Updated: Nov 9, 2022


Amanda Sherman will candidly tell you this about herself—she is a doer. If there’s anything in her power that she can do to get something done—be it a task at work, a project at home, or anything that needs to be checked off of the to do list—she will do it and do it well.


But when it came to adding children to her family, Amanda reached a point where there was nothing else she could do but wait. Wait on the adoption agency to call. Wait on God. And, like so many of you that read this blog know—the reason this blog was created in the first place—that wait can be excruciating. Especially, perhaps, for a doer (I am one, too). If there’s anything we could do to get the ball rolling more quickly, we’d do it. But, at a certain point, after we’ve done all we can, we have to stand, rooted, and give the situation to a capable and competent God. But that season is not easy.

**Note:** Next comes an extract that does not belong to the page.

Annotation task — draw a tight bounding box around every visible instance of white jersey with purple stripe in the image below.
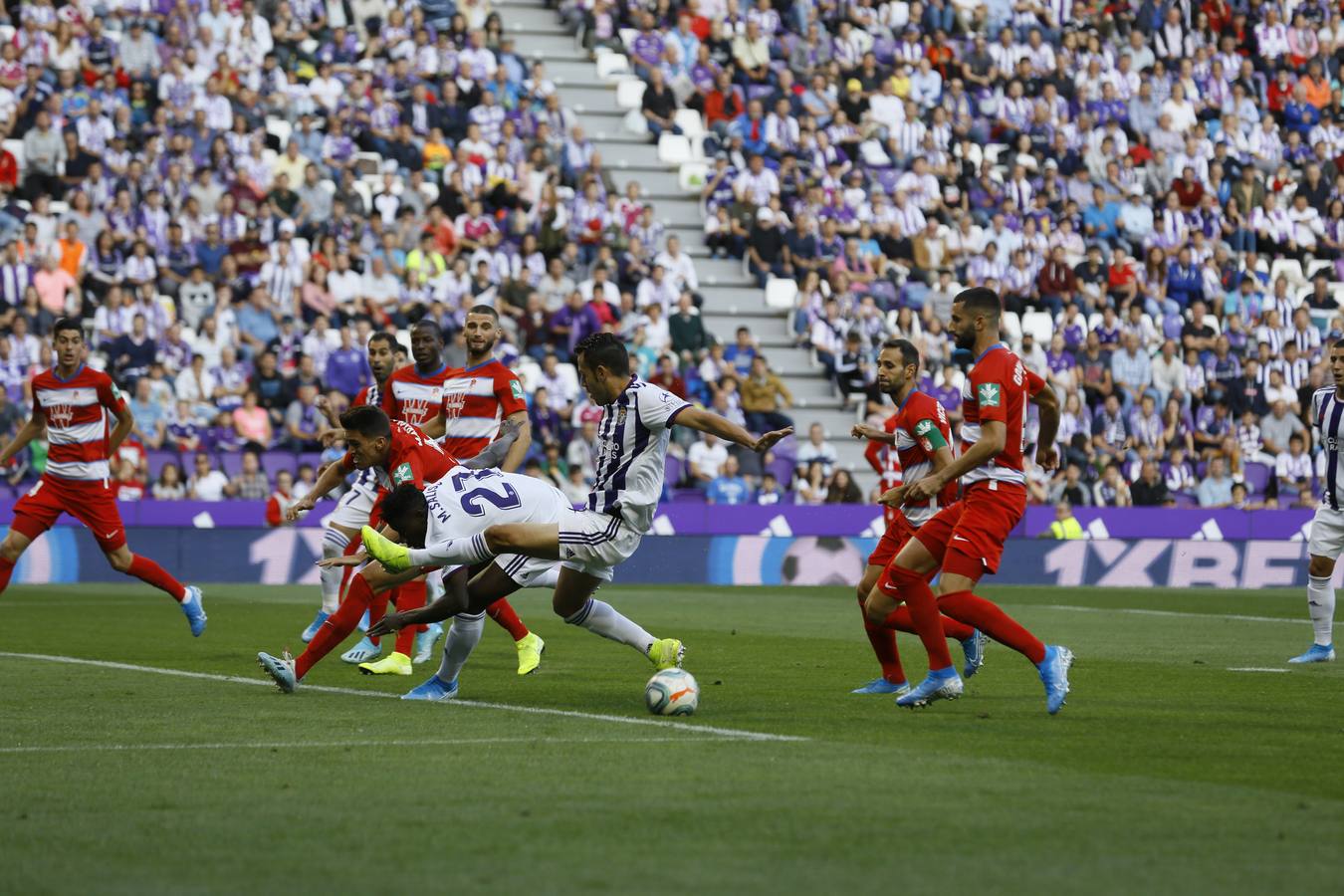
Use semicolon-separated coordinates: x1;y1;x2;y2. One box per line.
587;376;691;535
1312;385;1344;511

“Everything has its season,” Amanda told me back in August. “I know it’s hard to wait, especially people like me that are doers. I’d think ‘I’ve done everything asked of me. I have done it all. What am I doing wrong?’ I’d blame myself.”


Amanda would think maybe she was just too old to be a mom—and maybe that’s why the adoption process hadn’t worked out yet.


“I’d think ‘If I’m too old, just let me know. Rip the Band-Aid. Stop this craziness,’” she said.


I’ve been here, too, though not with adoption, but with my own waits—God, if this desire I have is not for me, if this will never happen, please just take it away from me.


“I will let this go,” Amanda said, recounting what she told herself in the darkest moments of her wait. “I don’t have to keep doing this to myself. But the desire never went away. Every time I tried to make it go away for myself, something would happen to keep the hope alive. I’d tell myself ‘Okay Amanda, it’s going to be okay. You’re obviously not supposed to give up on this, or things wouldn’t keep happening to make you change your mind about tossing in the towel.’”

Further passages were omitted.